Good morning. Of all the tech press events and product launches I’ve attended over the years, Perplexity’s conference on Wednesday was a first: a church. To be fair, this particular baroque style church in San Francisco’s North Beach neighborhood, is now a full-time event space. Still, the symbolism of a tech company preaching the AI gospel to a congregation of developers was almost too on the nose.

Perplexity CEO Aravind Srinivas invoked the legacy of pioneering astronomers—the “curious” people, like Edmond Halley, who asked questions and changed the world. Back then, Srinivas noted, a computer was the name for an astronomer’s apprentice; the underling tasked with doing the calculations to support the boss’ celestial theories. And just as a computer eventually morphed into a physical object with a circuit board and chips, another evolution is now underway. A computer is not a tangible piece of hardware anymore, Srinivas said, it’s the functionality that the AI provides—the LLMs and agents toiling away for you.

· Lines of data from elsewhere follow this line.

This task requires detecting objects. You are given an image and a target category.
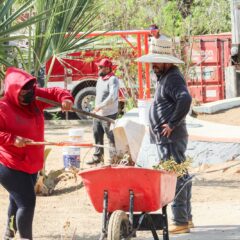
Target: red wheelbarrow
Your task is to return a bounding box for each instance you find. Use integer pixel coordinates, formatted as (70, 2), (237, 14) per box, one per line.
(79, 166), (177, 240)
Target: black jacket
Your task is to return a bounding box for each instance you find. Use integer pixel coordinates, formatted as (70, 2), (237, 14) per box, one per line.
(149, 66), (192, 144)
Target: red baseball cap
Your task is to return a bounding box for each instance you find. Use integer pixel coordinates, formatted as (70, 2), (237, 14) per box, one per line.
(97, 58), (113, 68)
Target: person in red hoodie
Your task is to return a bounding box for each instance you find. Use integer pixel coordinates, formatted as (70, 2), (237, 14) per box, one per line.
(0, 67), (73, 240)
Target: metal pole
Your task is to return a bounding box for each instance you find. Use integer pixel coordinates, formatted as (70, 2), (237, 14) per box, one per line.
(137, 34), (143, 99)
(144, 35), (151, 98)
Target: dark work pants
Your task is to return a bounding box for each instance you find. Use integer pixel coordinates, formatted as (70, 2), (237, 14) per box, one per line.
(93, 113), (117, 159)
(0, 164), (37, 240)
(157, 138), (192, 225)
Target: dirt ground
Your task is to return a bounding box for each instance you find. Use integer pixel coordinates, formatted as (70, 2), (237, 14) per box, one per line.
(196, 107), (240, 126)
(0, 125), (240, 240)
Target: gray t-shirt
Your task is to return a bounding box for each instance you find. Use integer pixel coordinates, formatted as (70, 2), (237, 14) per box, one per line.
(95, 76), (119, 116)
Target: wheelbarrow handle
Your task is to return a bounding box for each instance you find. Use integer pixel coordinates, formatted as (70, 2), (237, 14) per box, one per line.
(36, 97), (115, 124)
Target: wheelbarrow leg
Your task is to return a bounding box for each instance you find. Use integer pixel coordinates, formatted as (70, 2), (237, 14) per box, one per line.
(162, 206), (169, 240)
(145, 214), (160, 240)
(99, 191), (108, 240)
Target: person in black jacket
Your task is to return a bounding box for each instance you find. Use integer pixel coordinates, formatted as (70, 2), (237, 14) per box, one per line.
(138, 51), (193, 233)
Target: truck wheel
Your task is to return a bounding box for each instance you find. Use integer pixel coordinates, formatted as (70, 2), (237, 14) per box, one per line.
(74, 87), (96, 119)
(107, 210), (130, 240)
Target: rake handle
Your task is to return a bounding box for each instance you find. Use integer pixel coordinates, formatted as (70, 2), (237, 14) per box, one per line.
(36, 97), (115, 124)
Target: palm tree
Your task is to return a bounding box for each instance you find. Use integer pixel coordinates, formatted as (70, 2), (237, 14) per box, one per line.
(0, 0), (103, 86)
(32, 0), (100, 84)
(0, 0), (49, 79)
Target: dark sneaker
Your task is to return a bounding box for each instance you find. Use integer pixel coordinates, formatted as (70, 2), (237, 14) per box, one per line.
(168, 223), (190, 234)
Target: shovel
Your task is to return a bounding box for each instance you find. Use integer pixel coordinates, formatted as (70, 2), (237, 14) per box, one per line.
(26, 141), (112, 149)
(36, 97), (115, 124)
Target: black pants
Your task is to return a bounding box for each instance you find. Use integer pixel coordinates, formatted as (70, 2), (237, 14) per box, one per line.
(0, 164), (37, 240)
(157, 139), (192, 225)
(93, 113), (117, 159)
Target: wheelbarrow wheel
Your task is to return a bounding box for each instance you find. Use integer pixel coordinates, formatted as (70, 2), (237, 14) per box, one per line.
(107, 210), (130, 240)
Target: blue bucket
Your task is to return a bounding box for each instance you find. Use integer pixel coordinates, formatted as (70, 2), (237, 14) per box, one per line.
(63, 146), (80, 169)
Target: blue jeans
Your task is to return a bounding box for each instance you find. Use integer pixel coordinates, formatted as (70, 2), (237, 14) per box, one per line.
(93, 113), (117, 159)
(0, 164), (37, 240)
(157, 139), (192, 225)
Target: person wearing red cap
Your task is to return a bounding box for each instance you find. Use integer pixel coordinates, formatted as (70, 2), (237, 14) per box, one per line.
(0, 67), (73, 240)
(87, 58), (119, 164)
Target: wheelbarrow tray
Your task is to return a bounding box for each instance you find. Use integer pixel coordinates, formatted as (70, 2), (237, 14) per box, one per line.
(79, 166), (177, 212)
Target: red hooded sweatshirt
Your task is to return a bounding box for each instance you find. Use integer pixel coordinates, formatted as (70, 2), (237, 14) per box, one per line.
(0, 67), (73, 174)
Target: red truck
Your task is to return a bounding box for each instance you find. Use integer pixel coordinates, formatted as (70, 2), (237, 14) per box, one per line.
(46, 30), (234, 117)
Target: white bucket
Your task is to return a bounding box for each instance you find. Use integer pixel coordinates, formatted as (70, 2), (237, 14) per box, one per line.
(63, 128), (84, 169)
(68, 128), (84, 142)
(138, 99), (152, 125)
(63, 146), (80, 169)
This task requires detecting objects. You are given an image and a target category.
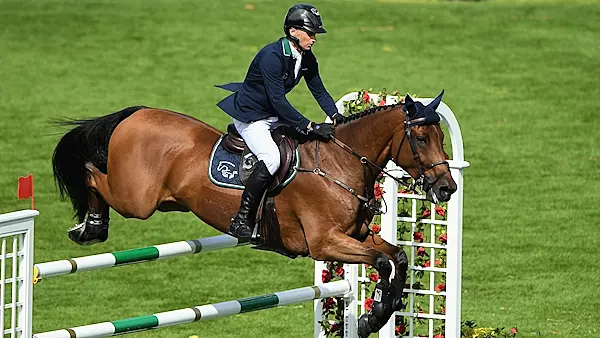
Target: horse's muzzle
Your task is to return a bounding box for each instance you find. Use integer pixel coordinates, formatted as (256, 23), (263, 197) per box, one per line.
(423, 173), (457, 203)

Of course, the speech also had a more mundane, commercial message: Perplexity is launching a new set of agentic AI products—including the Perplexity “Personal Computer”—designed to challenge the OpenClaw build-your-own agents craze. Perplexity says its approach is safer and more reliable. Ultimately, the market will decide which agentic platforms work best. But Perplexity showed it can tell a good story—and in tech, even in the age…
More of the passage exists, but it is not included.